You’re torturing yourself. It might end badly.
The good news is that you can choose your view.
I am torturing myself, but I have no choice. I must know what is real and what isn’t.
You can’t, you’re not God. You’ll go more crazy.
That anxiety stress feeling is a precursor to psychosis. Everyone here who knows how this game works, knows exactly what is going to happen. You will end up in hospital again and you are going to end up in a bad place.
To speak of illusion, hallucination simulation and so on is to commit to something real in light of which these experiences are illusory and so on. Failing to provide that results, again, in pragmatic self defeat: without a foothold of reality it makes no sense to speak of illusion. Opting out by saying this is provided by the reality of your experience (as opposed to its veridicality) has the distinction collapse, in which case worries are meaningless as well.
Fair enough, but I’d make a distinction between the strictly illusory and an “occasionalist” universe run by an evil demiurge.
Do you think you’re God?
I’m also worried, but I’ve never exprienced full-blown psychosis.
No, but part of me believes I was sent by him.
We are in diametrically opposite poles, @NotSeksoEmpirico. You say everything is illusory and I say everything is real…
But what´s the difference between these two strict views of the universe?
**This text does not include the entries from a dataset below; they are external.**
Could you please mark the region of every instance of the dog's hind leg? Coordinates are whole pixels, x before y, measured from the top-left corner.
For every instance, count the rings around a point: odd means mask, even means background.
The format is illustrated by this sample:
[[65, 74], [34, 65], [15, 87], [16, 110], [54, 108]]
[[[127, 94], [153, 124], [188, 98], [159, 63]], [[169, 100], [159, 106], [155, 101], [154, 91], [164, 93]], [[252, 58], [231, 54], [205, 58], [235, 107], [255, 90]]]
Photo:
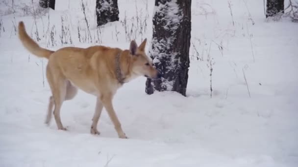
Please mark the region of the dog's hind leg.
[[47, 114], [47, 117], [46, 118], [46, 121], [45, 123], [48, 125], [50, 124], [50, 120], [52, 118], [52, 112], [53, 112], [53, 107], [54, 106], [54, 98], [52, 96], [50, 97], [50, 100], [49, 102], [49, 106], [48, 107], [48, 113]]
[[63, 127], [60, 117], [60, 111], [61, 106], [66, 96], [67, 82], [65, 79], [56, 78], [57, 82], [55, 83], [55, 89], [53, 91], [54, 100], [55, 102], [55, 108], [54, 109], [54, 118], [58, 126], [58, 129], [66, 130], [66, 128]]
[[92, 125], [91, 125], [91, 128], [90, 129], [90, 132], [93, 134], [99, 134], [100, 133], [97, 130], [97, 125], [98, 124], [99, 120], [100, 117], [101, 111], [102, 111], [102, 108], [103, 105], [102, 103], [100, 101], [99, 98], [97, 98], [96, 102], [96, 107], [95, 107], [95, 112], [93, 115], [93, 118], [92, 118]]
[[77, 93], [77, 88], [74, 86], [69, 81], [66, 82], [66, 94], [65, 100], [73, 99]]

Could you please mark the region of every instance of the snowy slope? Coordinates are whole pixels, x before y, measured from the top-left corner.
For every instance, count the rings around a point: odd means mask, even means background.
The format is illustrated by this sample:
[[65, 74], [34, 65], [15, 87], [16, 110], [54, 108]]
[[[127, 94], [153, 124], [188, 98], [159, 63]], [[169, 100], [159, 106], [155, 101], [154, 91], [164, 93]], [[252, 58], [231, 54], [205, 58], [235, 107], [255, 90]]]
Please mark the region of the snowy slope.
[[[96, 43], [95, 1], [83, 0], [93, 40], [80, 42], [78, 25], [81, 34], [86, 32], [81, 0], [57, 0], [56, 11], [36, 17], [39, 43], [53, 50], [98, 43], [126, 49], [129, 38], [136, 37], [138, 43], [148, 38], [148, 50], [153, 1], [118, 1], [121, 21], [101, 27]], [[31, 0], [21, 1], [19, 8], [32, 6]], [[47, 60], [29, 55], [13, 26], [24, 21], [35, 39], [34, 20], [21, 9], [10, 14], [9, 6], [1, 3], [5, 32], [1, 29], [0, 36], [0, 166], [297, 166], [298, 24], [266, 21], [263, 0], [228, 1], [233, 19], [227, 0], [192, 0], [187, 97], [174, 92], [147, 95], [144, 78], [118, 91], [114, 106], [127, 140], [117, 138], [104, 110], [100, 135], [90, 134], [95, 98], [82, 91], [62, 106], [68, 131], [57, 130], [54, 121], [44, 124], [50, 95], [45, 78], [43, 84]], [[61, 16], [72, 44], [61, 44]], [[145, 19], [147, 26], [140, 30], [138, 22], [145, 25]], [[55, 30], [54, 46], [48, 27]]]

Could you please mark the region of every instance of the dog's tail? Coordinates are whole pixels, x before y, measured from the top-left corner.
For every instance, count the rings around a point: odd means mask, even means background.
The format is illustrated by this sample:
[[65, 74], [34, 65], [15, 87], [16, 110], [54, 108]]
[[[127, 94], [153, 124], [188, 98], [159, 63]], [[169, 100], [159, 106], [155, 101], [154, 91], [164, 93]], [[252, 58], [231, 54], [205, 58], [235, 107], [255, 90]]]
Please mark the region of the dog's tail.
[[23, 45], [32, 54], [41, 57], [49, 59], [50, 55], [54, 51], [40, 47], [26, 32], [25, 25], [23, 21], [19, 22], [19, 38]]

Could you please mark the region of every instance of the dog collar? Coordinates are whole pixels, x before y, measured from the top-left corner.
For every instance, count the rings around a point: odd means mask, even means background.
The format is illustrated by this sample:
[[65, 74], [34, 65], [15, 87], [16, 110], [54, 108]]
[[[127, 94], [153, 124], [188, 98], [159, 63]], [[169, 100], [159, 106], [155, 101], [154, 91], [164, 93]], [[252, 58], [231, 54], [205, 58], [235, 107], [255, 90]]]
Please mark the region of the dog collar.
[[121, 67], [120, 66], [120, 55], [122, 52], [116, 55], [116, 75], [119, 84], [123, 84], [124, 83], [124, 80], [125, 80], [125, 78], [123, 77], [123, 75], [121, 72]]

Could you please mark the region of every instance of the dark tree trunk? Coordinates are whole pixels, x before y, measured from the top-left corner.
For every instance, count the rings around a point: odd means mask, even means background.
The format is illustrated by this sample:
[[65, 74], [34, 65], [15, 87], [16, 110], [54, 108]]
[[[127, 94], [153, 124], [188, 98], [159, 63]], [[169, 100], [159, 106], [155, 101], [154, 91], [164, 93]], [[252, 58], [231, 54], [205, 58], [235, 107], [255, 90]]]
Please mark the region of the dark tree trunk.
[[44, 8], [50, 7], [55, 10], [55, 0], [39, 0], [39, 6]]
[[279, 12], [284, 12], [284, 0], [267, 0], [266, 18], [275, 15]]
[[97, 25], [119, 20], [117, 0], [96, 0]]
[[149, 55], [161, 73], [147, 79], [146, 92], [174, 91], [186, 96], [191, 30], [191, 0], [155, 0], [153, 39]]

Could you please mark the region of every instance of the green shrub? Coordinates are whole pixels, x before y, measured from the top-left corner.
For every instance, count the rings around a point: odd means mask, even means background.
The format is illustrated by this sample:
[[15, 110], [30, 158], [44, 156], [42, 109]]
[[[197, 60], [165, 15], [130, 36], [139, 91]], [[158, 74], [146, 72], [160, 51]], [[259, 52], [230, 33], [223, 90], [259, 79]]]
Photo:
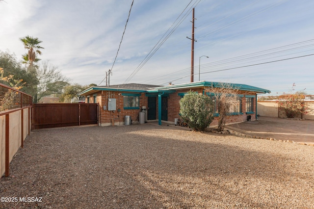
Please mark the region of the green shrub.
[[205, 131], [213, 120], [213, 104], [209, 97], [190, 91], [180, 103], [182, 119], [194, 130]]

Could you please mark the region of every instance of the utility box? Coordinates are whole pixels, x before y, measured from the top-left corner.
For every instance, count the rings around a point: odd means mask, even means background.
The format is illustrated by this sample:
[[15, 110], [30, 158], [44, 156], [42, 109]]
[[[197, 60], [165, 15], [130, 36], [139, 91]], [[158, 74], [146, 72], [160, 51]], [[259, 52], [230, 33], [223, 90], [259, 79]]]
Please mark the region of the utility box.
[[117, 110], [117, 100], [115, 98], [108, 99], [108, 110], [112, 111]]

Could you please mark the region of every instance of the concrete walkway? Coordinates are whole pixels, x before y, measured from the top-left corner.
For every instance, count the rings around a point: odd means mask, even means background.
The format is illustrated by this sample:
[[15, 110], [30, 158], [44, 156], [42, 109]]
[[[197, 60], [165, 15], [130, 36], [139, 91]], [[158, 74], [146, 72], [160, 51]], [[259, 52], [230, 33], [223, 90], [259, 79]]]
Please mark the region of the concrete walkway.
[[248, 135], [314, 144], [314, 120], [260, 117], [258, 121], [233, 124], [227, 128]]

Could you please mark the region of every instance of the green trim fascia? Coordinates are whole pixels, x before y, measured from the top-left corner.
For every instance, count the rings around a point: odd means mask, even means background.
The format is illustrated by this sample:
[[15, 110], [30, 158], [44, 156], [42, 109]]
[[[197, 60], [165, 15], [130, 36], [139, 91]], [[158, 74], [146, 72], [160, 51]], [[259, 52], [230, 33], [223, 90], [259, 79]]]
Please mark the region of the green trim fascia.
[[146, 92], [146, 91], [145, 90], [133, 90], [133, 89], [116, 89], [116, 88], [111, 88], [108, 87], [90, 87], [81, 93], [78, 94], [78, 95], [81, 95], [82, 94], [85, 94], [88, 93], [89, 91], [93, 91], [93, 90], [99, 90], [99, 91], [117, 91], [117, 92], [122, 92], [125, 91], [127, 92], [139, 92], [139, 93], [145, 93]]
[[178, 93], [178, 96], [180, 96], [180, 97], [183, 97], [184, 95], [185, 95], [185, 94], [187, 94], [187, 92], [185, 92], [185, 93]]
[[130, 96], [132, 97], [139, 97], [141, 94], [130, 94], [128, 93], [123, 93], [121, 94], [122, 96]]

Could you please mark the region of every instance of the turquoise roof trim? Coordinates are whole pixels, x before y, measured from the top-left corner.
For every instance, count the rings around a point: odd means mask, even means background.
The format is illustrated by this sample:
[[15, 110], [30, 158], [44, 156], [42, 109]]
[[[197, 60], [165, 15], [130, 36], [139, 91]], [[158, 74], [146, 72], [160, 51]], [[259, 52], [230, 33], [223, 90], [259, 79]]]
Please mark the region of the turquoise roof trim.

For one thing the reality of other people, or to be precise, other minds.
Do you feel like Jesus tempted in the desert?
A lot of the time they dont even know it is happening. They just think oh those deamons are after me way more than they usually are, or the men that follow you have been doing it more frequently. The whole idea of unusual beliefs are that you dont think there is anything wrong with them.
Its the same, then you think you’re God.
You’re clearly delusional now and you got worse than before, you’ll probably get even worse. I thought I was sent by God a second Jesus, I tried to kill myself to prove it, ended up nearly dying from liver failure Drs said in the emergency. You’re playing with fire by not taking your meds.
I am God. I created the universe.
That’s exactly how I’ve explained my predicament in the past. The devil and I sharing the desert and being “tempted” into co-creating the universe.
I have many doubts, and I continue to do normal stuff like watching netflix, playing chess or reading books. I’m not psychotic.
I did those while psychotic I even went to university. I still tried to kill myself. You can still kill yourself. It seems that you like playing with fire. Your life, your choice.
Do you feel like the second advent of Christ? Or the sacred Bible was talking about your experience directly before you even came into this world, if there was even a before?